A defensive game plan generally is longer than an offensive game plan because the defense can’t take the initiative. Ryan can’t say, “We had a great defense called on that play, but the ball carrier went the other way.”

There’s a lot to learn. And learning the game plan is only the first step.

“You can’t just watch it on film and say, `OK, That’s what we’ll do,’” linebacker Wilber Marshall says. “It takes an hour to walk through the plays before practice to make sure we know where we’ve got to go in practice. Then we’ve got to do it over and over in practice so we won’t even have to think about it during the game.”

Ryan calls those walkthroughs “concentration.” They’re meetings on the field, at slower tempo than practice.

“It’s boring, and then they go to practice and it’s basically the same thing again,” coach Mike Ditka says. “But when you do that three or four days a week, it really gets you ready to play. Unless the other team really changes drastically what they’ve been doing, we’re going to have them down pretty good. Then it’s a matter of our personnel playing better than theirs.”

Ryan and Ditka hope to have both game plans thoroughly practiced after three days in Champaign, the same as a normal

Wednesday-through-Friday practice week. That will give them four practices at New Orleans, next Tuesday through Friday, “to polish,” Ryan says.

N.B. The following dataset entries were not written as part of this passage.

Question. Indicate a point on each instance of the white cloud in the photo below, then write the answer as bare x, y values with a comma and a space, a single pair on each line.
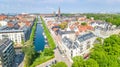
58, 1
105, 1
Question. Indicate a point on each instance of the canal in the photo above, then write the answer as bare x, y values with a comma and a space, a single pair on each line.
39, 40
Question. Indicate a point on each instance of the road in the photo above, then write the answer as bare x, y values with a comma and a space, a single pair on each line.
58, 57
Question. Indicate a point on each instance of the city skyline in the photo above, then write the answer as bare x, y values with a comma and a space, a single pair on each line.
67, 6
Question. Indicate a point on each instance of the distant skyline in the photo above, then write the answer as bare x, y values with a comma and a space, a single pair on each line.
67, 6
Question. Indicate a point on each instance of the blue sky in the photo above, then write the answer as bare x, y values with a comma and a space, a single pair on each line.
67, 6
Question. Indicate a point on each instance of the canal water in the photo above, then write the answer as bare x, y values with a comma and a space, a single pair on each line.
39, 41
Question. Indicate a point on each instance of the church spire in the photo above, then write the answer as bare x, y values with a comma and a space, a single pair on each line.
59, 14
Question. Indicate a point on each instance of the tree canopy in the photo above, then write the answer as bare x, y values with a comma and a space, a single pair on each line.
102, 55
112, 18
59, 64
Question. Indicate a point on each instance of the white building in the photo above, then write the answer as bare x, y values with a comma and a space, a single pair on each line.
79, 47
3, 23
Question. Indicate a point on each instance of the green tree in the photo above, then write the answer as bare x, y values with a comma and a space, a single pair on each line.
91, 63
59, 64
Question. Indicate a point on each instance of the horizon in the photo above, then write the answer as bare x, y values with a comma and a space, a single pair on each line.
67, 6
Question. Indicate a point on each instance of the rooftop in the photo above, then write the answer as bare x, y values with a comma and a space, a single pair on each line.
3, 44
85, 37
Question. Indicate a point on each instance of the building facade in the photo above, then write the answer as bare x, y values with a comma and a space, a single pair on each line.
7, 53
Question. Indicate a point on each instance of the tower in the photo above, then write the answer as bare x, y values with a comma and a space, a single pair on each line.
59, 14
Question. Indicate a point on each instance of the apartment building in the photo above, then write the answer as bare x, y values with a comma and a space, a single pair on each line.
7, 53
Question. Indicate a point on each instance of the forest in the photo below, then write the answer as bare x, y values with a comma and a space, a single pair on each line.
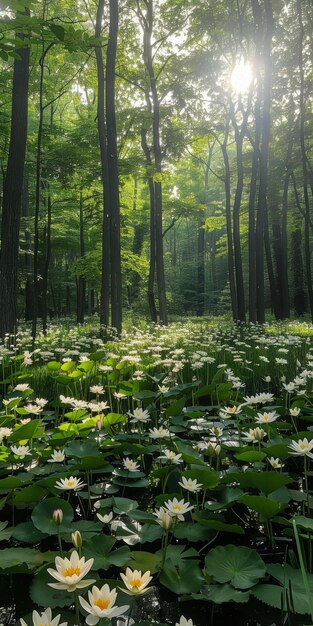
156, 157
156, 313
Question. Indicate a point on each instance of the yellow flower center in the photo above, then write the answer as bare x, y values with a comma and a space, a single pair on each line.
102, 604
70, 571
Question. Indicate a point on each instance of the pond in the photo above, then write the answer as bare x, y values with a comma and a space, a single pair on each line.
185, 485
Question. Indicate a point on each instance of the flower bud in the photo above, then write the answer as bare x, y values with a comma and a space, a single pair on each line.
57, 516
77, 539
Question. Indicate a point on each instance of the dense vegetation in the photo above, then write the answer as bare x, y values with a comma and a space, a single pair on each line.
176, 461
181, 130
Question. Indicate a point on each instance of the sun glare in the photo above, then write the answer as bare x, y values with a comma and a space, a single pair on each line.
241, 77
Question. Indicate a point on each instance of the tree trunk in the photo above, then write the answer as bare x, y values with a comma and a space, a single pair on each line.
102, 134
230, 249
307, 251
266, 129
46, 267
12, 194
115, 244
81, 280
151, 277
157, 152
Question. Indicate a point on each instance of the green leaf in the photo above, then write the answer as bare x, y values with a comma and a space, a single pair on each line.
27, 533
21, 560
144, 561
43, 595
264, 481
101, 549
42, 516
184, 577
218, 594
27, 431
250, 456
241, 566
175, 408
266, 507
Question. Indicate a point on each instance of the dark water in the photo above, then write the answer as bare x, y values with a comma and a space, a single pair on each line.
151, 608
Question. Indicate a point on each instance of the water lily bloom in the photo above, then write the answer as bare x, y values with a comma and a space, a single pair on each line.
45, 619
227, 411
69, 483
105, 519
266, 418
101, 604
171, 456
159, 433
139, 415
178, 508
20, 451
190, 485
57, 516
21, 387
77, 539
70, 572
130, 465
5, 432
259, 398
34, 409
302, 447
134, 582
164, 518
98, 389
295, 411
275, 463
184, 622
57, 456
255, 434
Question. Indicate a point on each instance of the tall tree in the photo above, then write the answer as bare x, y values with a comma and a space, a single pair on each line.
12, 190
113, 173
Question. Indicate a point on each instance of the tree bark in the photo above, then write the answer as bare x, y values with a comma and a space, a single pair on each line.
157, 153
266, 129
102, 135
307, 251
12, 194
115, 243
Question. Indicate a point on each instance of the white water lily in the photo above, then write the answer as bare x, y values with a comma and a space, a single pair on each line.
159, 433
5, 432
21, 451
178, 508
275, 463
171, 456
255, 434
184, 622
70, 572
190, 485
105, 519
130, 465
69, 483
57, 456
302, 447
139, 415
134, 582
295, 411
266, 418
164, 518
101, 604
44, 619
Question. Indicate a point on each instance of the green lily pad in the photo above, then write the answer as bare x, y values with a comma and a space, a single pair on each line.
241, 566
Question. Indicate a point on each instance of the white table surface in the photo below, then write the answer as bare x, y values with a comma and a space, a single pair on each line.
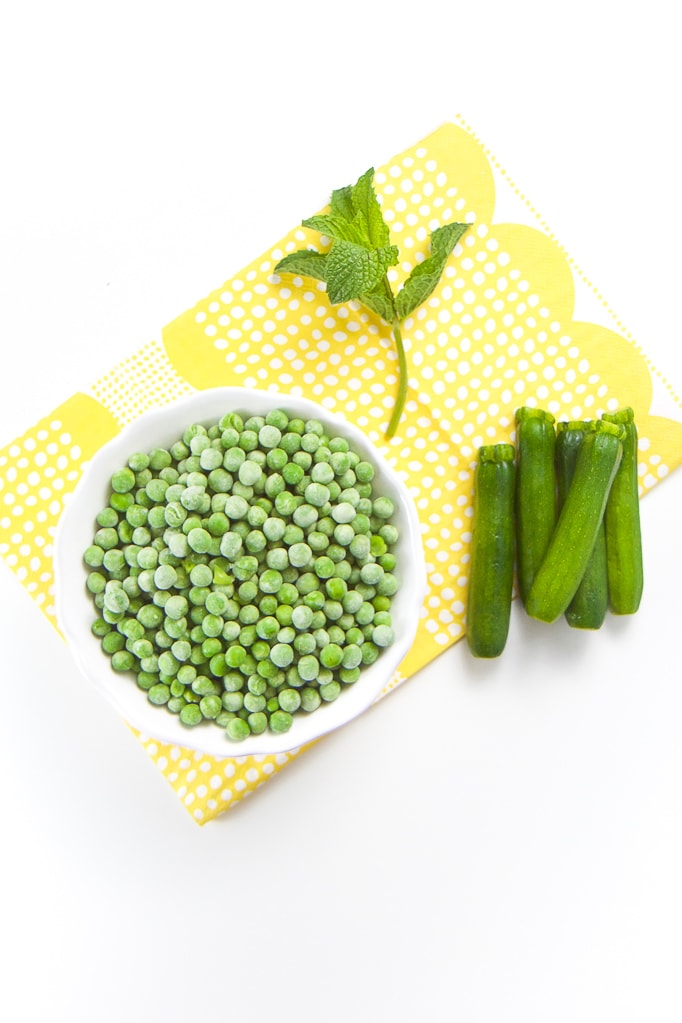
494, 842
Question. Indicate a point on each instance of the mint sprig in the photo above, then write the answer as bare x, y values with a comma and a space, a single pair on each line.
357, 263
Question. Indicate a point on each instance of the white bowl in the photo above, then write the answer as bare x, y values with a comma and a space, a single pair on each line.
76, 611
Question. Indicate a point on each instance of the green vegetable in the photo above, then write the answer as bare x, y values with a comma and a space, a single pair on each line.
492, 560
624, 540
536, 491
232, 605
588, 607
574, 537
356, 265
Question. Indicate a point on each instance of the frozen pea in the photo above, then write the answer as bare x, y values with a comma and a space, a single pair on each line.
165, 577
211, 706
106, 537
199, 539
231, 544
282, 655
200, 575
288, 593
249, 473
382, 507
309, 667
321, 472
190, 715
382, 635
96, 582
330, 655
316, 494
211, 458
258, 722
236, 507
300, 554
305, 642
244, 567
270, 436
359, 546
388, 585
176, 607
330, 691
278, 558
237, 729
158, 694
270, 581
289, 700
302, 617
323, 567
280, 721
112, 642
291, 473
344, 512
371, 573
336, 589
116, 598
310, 699
256, 541
285, 502
123, 481
344, 534
93, 557
305, 516
364, 471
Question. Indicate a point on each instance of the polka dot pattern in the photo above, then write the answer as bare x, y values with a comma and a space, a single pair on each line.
140, 383
496, 334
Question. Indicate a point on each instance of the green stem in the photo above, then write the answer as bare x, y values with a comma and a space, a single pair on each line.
402, 381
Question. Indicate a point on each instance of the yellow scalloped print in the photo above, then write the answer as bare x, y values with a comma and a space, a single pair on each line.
498, 332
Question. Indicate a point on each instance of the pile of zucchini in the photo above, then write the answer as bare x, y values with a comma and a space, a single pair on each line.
561, 506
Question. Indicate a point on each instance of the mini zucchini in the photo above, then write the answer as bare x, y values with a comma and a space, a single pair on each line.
574, 537
590, 602
622, 523
492, 559
536, 492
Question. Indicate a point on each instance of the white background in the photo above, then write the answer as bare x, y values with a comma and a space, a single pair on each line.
495, 841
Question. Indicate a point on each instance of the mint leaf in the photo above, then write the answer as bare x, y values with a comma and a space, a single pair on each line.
342, 203
338, 228
424, 276
352, 269
380, 302
306, 262
367, 205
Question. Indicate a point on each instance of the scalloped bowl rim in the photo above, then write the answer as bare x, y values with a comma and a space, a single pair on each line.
75, 611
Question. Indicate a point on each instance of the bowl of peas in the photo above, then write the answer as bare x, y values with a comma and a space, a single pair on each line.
239, 572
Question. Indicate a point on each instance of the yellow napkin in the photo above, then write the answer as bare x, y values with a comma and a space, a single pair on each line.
498, 332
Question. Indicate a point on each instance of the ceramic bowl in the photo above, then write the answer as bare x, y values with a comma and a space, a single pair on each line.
76, 612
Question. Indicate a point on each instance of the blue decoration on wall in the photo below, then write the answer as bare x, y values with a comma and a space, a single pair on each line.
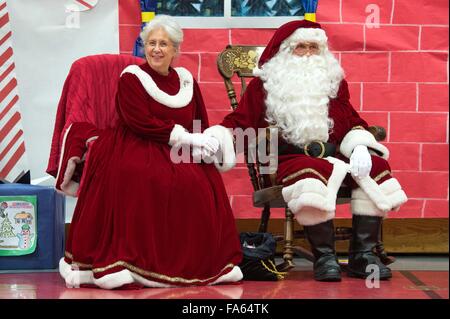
148, 11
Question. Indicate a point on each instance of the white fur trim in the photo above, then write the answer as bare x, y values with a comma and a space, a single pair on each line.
361, 204
311, 192
181, 99
225, 159
310, 216
340, 170
374, 192
361, 137
68, 186
175, 135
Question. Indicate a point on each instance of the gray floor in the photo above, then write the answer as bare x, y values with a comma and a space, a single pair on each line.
422, 262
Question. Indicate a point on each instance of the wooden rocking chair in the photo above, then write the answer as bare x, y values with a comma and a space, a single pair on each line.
240, 60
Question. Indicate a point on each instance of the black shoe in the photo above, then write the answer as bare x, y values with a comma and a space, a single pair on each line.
321, 238
362, 260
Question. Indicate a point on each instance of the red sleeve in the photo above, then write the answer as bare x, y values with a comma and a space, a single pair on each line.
345, 117
250, 111
200, 109
133, 109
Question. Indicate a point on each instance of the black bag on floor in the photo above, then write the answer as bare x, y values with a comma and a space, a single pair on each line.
258, 257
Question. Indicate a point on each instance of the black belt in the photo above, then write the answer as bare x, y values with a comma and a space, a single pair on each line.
314, 149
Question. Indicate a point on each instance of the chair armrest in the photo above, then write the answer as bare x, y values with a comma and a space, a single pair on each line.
269, 196
378, 132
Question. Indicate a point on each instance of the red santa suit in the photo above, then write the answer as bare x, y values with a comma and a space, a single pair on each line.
141, 218
315, 99
317, 180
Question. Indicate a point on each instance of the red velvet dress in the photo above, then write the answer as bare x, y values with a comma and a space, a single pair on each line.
137, 210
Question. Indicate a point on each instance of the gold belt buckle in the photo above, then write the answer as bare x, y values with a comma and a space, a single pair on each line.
322, 149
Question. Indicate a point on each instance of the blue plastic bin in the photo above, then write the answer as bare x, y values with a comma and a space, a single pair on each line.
50, 228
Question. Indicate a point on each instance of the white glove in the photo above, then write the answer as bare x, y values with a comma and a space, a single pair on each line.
200, 153
360, 162
209, 143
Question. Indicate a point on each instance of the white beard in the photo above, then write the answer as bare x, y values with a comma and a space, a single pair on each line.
298, 93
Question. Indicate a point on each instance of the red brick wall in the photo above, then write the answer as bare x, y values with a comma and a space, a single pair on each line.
398, 76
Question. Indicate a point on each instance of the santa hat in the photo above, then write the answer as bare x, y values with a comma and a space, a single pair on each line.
294, 31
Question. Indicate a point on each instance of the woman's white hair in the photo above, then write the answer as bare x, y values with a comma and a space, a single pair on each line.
169, 25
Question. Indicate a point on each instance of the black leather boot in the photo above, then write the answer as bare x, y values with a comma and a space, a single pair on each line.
321, 238
365, 231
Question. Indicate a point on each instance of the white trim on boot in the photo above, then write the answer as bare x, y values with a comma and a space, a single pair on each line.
310, 216
361, 204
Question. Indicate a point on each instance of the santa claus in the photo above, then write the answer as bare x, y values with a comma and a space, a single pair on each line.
300, 88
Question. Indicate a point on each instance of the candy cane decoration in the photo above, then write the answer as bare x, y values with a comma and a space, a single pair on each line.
81, 5
13, 160
148, 11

“I think Buddy’s always prepared his team well, but I think the team is preparing itself better,” Ditka says. “There’s a lot of pride in not making mistakes. You’re seeing fewer coverages blown and fewer big plays against our defense.”

In two playoff games, you saw two shutouts. The Bears held the Giants’ Joe Morris to 32 yards one week after he ran for 141. They held the Rams’ Eric Dickerson to 46 one week after he ran for 248.

“If you zero in on something and say you’re going to stop it, we stop it,” Ditka says. “That’s the confidence they have over there.”